The Financial Conduct Authority has hit back at claims from the Personal Finance Society that it is “dodging” the ‘insistent client’ issue, stating it has published guidance for advisers.

As part of the work and pensions committee ‘pension freedom guidance and advice inquiry’, the PFS submitted evidence asserting that the public deserves improved access to regulated advice to enable better informed decisions and future outcomes.

Amongst other things, the professional body demanded clarity over insistent clients.

Earlier this year, FCA technical specialist Rory Percival outlined a three-step process to help advisers not get caught out by insistent clients. He said they should provide advice in a concise manner, emphasising the need to ensure the client’s understanding of the recommendations.

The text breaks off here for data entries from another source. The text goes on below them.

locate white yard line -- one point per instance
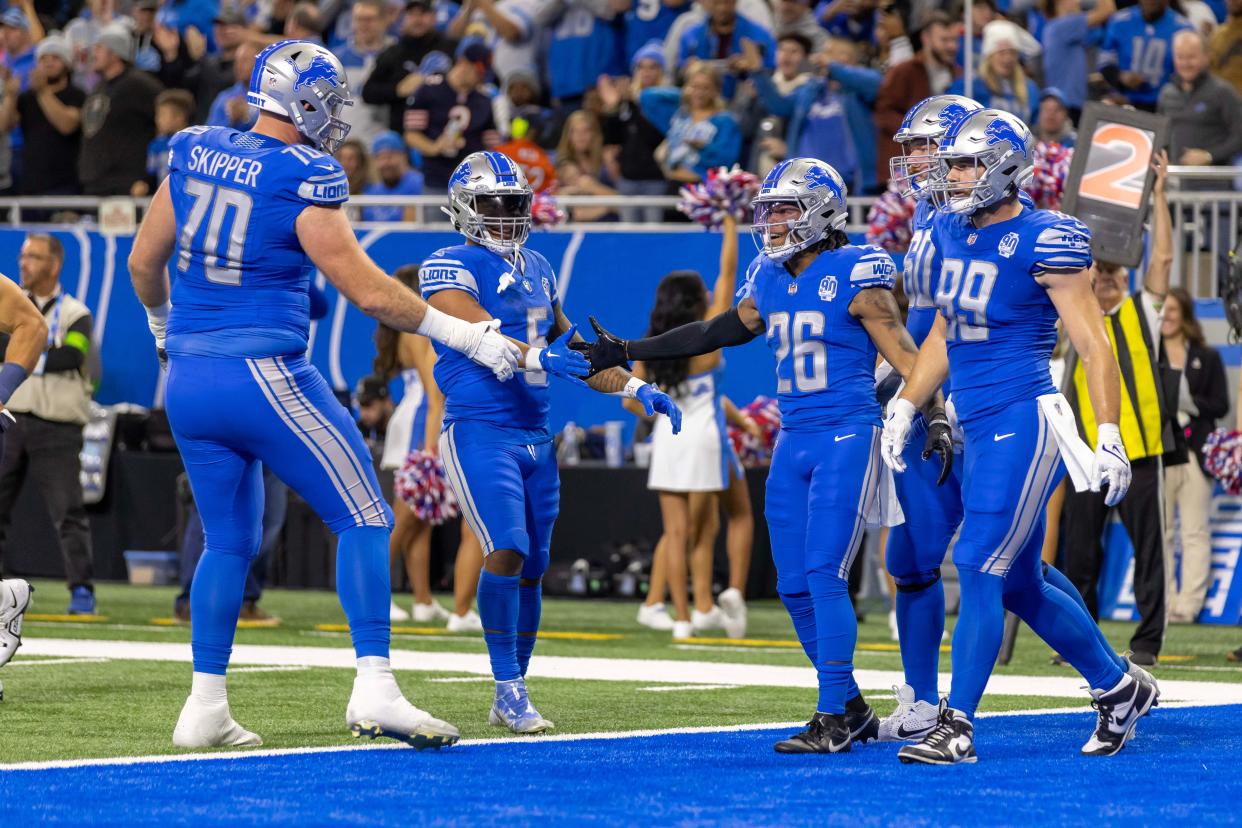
(606, 669)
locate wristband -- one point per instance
(11, 375)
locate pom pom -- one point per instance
(758, 450)
(725, 193)
(545, 212)
(421, 484)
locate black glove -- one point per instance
(939, 442)
(606, 351)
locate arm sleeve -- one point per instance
(693, 339)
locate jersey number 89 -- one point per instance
(963, 296)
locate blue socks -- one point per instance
(498, 606)
(920, 626)
(976, 639)
(1056, 579)
(215, 602)
(364, 589)
(529, 607)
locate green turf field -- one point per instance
(118, 706)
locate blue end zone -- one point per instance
(1183, 767)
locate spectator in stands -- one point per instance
(358, 55)
(795, 18)
(118, 118)
(517, 34)
(1053, 123)
(50, 409)
(50, 116)
(829, 117)
(630, 138)
(1205, 112)
(930, 72)
(173, 112)
(230, 108)
(1226, 46)
(450, 117)
(1066, 39)
(395, 76)
(699, 133)
(580, 168)
(393, 176)
(1137, 54)
(1202, 396)
(720, 37)
(1002, 83)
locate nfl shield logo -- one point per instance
(829, 288)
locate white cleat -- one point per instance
(430, 612)
(205, 724)
(734, 608)
(467, 623)
(912, 720)
(15, 596)
(655, 617)
(376, 708)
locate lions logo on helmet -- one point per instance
(997, 147)
(923, 128)
(810, 186)
(489, 202)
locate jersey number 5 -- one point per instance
(963, 296)
(807, 353)
(221, 270)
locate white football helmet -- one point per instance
(920, 132)
(489, 201)
(999, 145)
(816, 189)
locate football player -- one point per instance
(246, 217)
(496, 443)
(1007, 273)
(826, 307)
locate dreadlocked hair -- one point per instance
(681, 299)
(386, 364)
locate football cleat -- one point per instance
(734, 608)
(827, 733)
(949, 742)
(512, 709)
(15, 596)
(1119, 713)
(205, 724)
(912, 720)
(430, 612)
(653, 616)
(376, 709)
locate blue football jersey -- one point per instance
(1001, 325)
(1134, 45)
(524, 308)
(825, 359)
(240, 273)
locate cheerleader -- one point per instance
(415, 425)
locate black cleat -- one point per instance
(826, 733)
(951, 741)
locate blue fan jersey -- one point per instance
(1001, 325)
(1134, 45)
(524, 308)
(240, 273)
(825, 359)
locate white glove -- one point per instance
(1112, 464)
(897, 432)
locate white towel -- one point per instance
(1078, 457)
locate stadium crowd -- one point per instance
(599, 97)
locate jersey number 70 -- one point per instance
(963, 296)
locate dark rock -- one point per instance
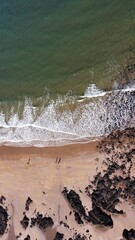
(74, 200)
(42, 221)
(25, 222)
(79, 237)
(129, 234)
(2, 199)
(78, 218)
(98, 217)
(3, 220)
(59, 236)
(27, 238)
(28, 202)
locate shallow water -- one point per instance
(59, 62)
(62, 45)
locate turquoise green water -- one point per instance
(62, 45)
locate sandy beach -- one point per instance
(41, 174)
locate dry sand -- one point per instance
(35, 173)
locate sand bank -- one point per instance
(42, 174)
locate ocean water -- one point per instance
(59, 67)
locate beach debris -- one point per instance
(3, 220)
(27, 238)
(25, 222)
(41, 221)
(28, 202)
(74, 200)
(2, 199)
(129, 234)
(59, 236)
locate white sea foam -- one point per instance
(53, 126)
(93, 91)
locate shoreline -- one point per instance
(37, 186)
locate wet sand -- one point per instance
(41, 174)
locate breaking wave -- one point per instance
(67, 120)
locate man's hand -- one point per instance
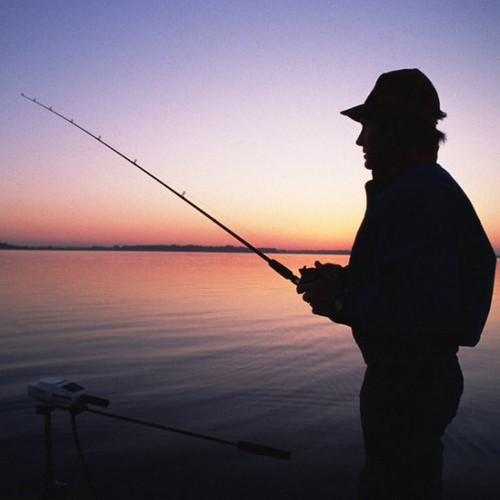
(321, 293)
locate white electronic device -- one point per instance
(61, 391)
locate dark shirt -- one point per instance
(420, 277)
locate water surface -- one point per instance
(214, 343)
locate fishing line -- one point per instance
(274, 264)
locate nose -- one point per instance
(360, 139)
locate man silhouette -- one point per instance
(418, 284)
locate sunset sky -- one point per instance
(236, 103)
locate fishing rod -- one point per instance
(274, 264)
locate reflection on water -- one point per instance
(214, 343)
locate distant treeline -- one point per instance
(166, 248)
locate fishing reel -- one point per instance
(308, 274)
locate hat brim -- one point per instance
(356, 113)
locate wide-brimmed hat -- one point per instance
(406, 91)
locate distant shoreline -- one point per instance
(169, 248)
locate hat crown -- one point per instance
(406, 91)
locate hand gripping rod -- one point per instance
(274, 264)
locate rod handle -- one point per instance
(261, 449)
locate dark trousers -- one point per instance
(404, 412)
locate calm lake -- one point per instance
(212, 343)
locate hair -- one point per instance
(410, 131)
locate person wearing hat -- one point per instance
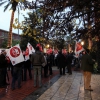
(37, 60)
(3, 69)
(87, 68)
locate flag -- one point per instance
(30, 48)
(78, 49)
(40, 47)
(15, 55)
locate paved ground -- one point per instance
(69, 87)
(56, 87)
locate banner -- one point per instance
(40, 47)
(30, 48)
(78, 49)
(15, 55)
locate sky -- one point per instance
(6, 16)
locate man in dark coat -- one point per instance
(87, 67)
(37, 60)
(3, 69)
(61, 60)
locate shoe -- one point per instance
(35, 86)
(13, 88)
(40, 86)
(19, 87)
(7, 84)
(3, 86)
(89, 89)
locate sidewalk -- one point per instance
(69, 87)
(55, 87)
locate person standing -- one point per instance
(3, 69)
(27, 66)
(17, 75)
(61, 62)
(87, 68)
(69, 58)
(37, 60)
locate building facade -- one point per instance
(4, 36)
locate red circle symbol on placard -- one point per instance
(27, 52)
(15, 52)
(79, 47)
(30, 47)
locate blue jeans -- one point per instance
(37, 72)
(17, 75)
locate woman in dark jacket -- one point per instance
(87, 67)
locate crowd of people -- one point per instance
(38, 61)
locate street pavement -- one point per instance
(67, 87)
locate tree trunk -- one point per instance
(10, 30)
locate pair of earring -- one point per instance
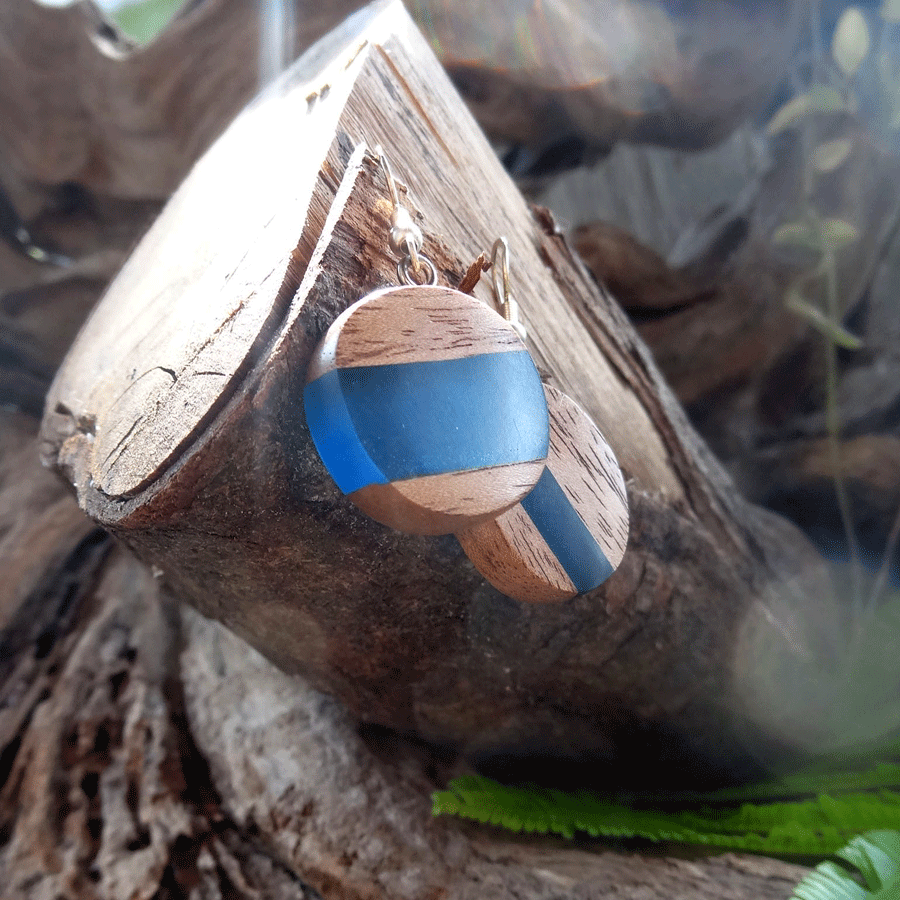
(427, 410)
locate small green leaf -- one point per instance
(828, 156)
(798, 234)
(890, 10)
(837, 234)
(875, 854)
(850, 45)
(834, 331)
(819, 98)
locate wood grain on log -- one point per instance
(176, 418)
(147, 753)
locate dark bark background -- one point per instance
(146, 750)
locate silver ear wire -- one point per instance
(503, 297)
(406, 237)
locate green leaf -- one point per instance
(837, 234)
(144, 20)
(850, 44)
(834, 331)
(890, 10)
(828, 156)
(811, 827)
(818, 99)
(798, 234)
(876, 855)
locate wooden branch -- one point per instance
(176, 417)
(148, 752)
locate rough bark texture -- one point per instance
(148, 752)
(177, 418)
(145, 750)
(751, 371)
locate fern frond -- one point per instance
(816, 827)
(877, 857)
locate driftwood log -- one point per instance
(177, 418)
(145, 750)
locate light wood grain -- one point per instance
(412, 324)
(224, 493)
(512, 553)
(442, 504)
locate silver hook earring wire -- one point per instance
(503, 297)
(405, 237)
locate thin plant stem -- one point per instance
(833, 424)
(890, 548)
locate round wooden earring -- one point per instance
(569, 534)
(427, 409)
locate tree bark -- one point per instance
(176, 417)
(145, 750)
(148, 752)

Secondly, advisers should make clear what the risks are if a client wishes to go down a different route to the one the adviser has recommended. Finally, if the client decides to go ahead, advisers must be clear that this was not their recommendation.

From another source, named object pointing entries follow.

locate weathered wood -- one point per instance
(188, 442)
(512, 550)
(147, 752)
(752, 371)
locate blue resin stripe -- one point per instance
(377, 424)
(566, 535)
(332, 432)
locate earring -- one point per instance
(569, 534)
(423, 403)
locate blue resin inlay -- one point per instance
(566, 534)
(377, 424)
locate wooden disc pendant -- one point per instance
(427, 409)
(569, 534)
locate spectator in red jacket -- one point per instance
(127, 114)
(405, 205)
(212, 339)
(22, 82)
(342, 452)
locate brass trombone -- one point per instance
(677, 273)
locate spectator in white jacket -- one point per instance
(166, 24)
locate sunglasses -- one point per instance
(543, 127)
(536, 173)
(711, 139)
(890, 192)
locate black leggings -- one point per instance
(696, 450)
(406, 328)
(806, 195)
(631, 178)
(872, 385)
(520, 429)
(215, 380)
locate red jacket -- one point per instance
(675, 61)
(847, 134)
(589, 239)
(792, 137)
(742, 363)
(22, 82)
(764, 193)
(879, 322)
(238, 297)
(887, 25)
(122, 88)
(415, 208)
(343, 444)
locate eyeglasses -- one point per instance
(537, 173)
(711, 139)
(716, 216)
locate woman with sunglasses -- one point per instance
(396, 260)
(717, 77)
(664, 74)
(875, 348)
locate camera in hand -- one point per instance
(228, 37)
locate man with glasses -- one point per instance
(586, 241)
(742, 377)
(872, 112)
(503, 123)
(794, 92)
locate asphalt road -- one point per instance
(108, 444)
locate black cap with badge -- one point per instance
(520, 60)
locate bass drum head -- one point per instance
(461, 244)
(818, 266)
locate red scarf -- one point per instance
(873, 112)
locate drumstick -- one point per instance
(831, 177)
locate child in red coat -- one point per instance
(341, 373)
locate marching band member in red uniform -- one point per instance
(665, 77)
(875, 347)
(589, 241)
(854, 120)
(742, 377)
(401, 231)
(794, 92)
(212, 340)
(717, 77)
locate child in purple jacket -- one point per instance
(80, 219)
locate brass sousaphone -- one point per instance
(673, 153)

Everything should be well documented, the FCA added.

However, Keith Richards, the PFS chief executive said: “Whilst the FCA is promoting the use of a three-step process to overcome the problem, it will not confirm whether or not it is acceptable for an adviser to facilitate transfers against suitable advice and the best interests of a client.

“The frustration over a process which forces a consumer to take advice when they don’t want it, must be addressed, especially when in the same breath the government and regulator say it is okay to then ignore it.

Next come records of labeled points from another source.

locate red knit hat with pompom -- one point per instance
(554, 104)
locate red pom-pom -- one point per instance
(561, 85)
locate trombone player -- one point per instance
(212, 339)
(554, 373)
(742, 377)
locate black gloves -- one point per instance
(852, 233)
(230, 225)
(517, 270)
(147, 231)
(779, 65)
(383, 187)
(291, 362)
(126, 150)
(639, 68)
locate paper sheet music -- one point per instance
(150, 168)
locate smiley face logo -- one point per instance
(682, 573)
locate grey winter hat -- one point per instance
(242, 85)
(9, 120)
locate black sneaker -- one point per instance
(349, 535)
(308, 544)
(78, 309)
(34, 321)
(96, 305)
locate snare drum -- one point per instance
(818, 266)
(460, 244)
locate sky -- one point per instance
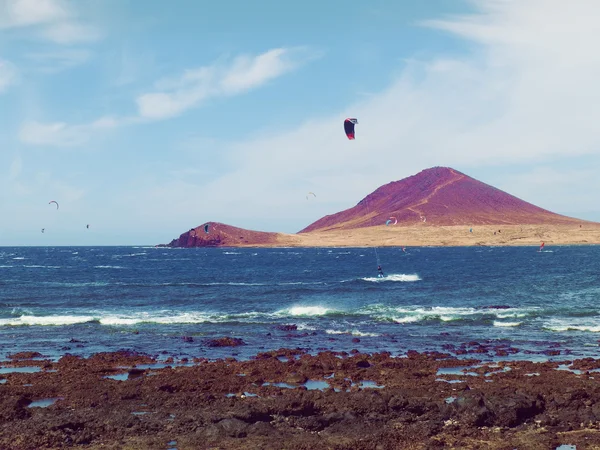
(146, 118)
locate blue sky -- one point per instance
(144, 119)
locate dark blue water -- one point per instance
(83, 300)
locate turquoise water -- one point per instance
(83, 300)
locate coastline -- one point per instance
(425, 235)
(290, 399)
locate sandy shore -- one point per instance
(428, 235)
(293, 400)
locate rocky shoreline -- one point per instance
(294, 400)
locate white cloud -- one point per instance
(61, 134)
(57, 61)
(71, 32)
(19, 13)
(54, 20)
(527, 95)
(8, 74)
(221, 79)
(185, 92)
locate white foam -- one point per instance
(45, 320)
(307, 311)
(394, 277)
(561, 325)
(506, 324)
(352, 332)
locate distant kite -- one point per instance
(349, 127)
(390, 220)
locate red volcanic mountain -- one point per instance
(439, 196)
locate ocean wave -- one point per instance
(45, 320)
(393, 277)
(572, 324)
(352, 333)
(506, 324)
(416, 313)
(304, 311)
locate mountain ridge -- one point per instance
(435, 197)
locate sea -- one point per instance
(173, 302)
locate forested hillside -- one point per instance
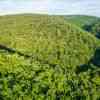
(47, 58)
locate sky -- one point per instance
(60, 7)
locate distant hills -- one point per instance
(49, 57)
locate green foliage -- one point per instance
(57, 48)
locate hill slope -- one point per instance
(56, 48)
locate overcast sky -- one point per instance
(88, 7)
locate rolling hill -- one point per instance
(39, 56)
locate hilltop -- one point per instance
(56, 48)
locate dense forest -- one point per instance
(49, 57)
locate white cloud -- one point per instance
(89, 7)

“Changes need to be implemented here to protect both the consumer and the profession alike, through the introduction of greater certainty around future treatment of retrospective reviews.

“It is wholly unacceptable to continue dodging the issue from both a consumer and adviser perspective.”

A spokesman for the regulator told FTAdviser it has tried to offer clarity on this.

He said: “Earlier this year we published a factsheet that outlined three steps that advisers should take if they are advising an insistent client.

“In that we said that the adviser should ensure any advice is suitable for the client as normal. If the individual insists on going ahead, the adviser should make clear that their actions are against advice and be clear what the risks are.

“A clear record should be kept.”

Last month, FTAdviser revealed that the Financial Ombudsman Service is backing advisers on ‘insistent clients’, as long as they follow the FCA’s guidelines to document that the client declined to follow the advice given.

The FCA also recently requested pension freedoms data from providers as it attempts to evaluate whether barriers are in place preventing savers from accessing their pots.

In a ‘dear CEO’ letter, the FCA requested data from providers on five areas including what options are offered to consumers seeking to access their pension savings, advice requirements for consumers seeking to transfer out of pensions and into decumulation products as well as their treatment of insistent clients.

The FCA has also requested data on transfer procedures and exit charges.

Following this, HM Treasury launched a 26-page paper, titled Pension Transfers and Early Exit Charges, that acknowledged there were concerns about the requirement for advice, placed on DB pots with a value of £30,000 or more, especially if an adviser recommends against a transfer but the client insists on proceeding.

Under new regulations that were proposed earlier this year, anyone with a defined pension pot of more than £30,000 must seek regulated financial advice, though they are not obliged to follow the recommendation given.

Prior to the consultaton launch, FTAdviser revealed that financial advisers are being asked to sign documents stating that advice has been given when none has, so that consumers can circumvent new rules that require insurers to check advice has been received before agreeing to transfer a defined benefit pension.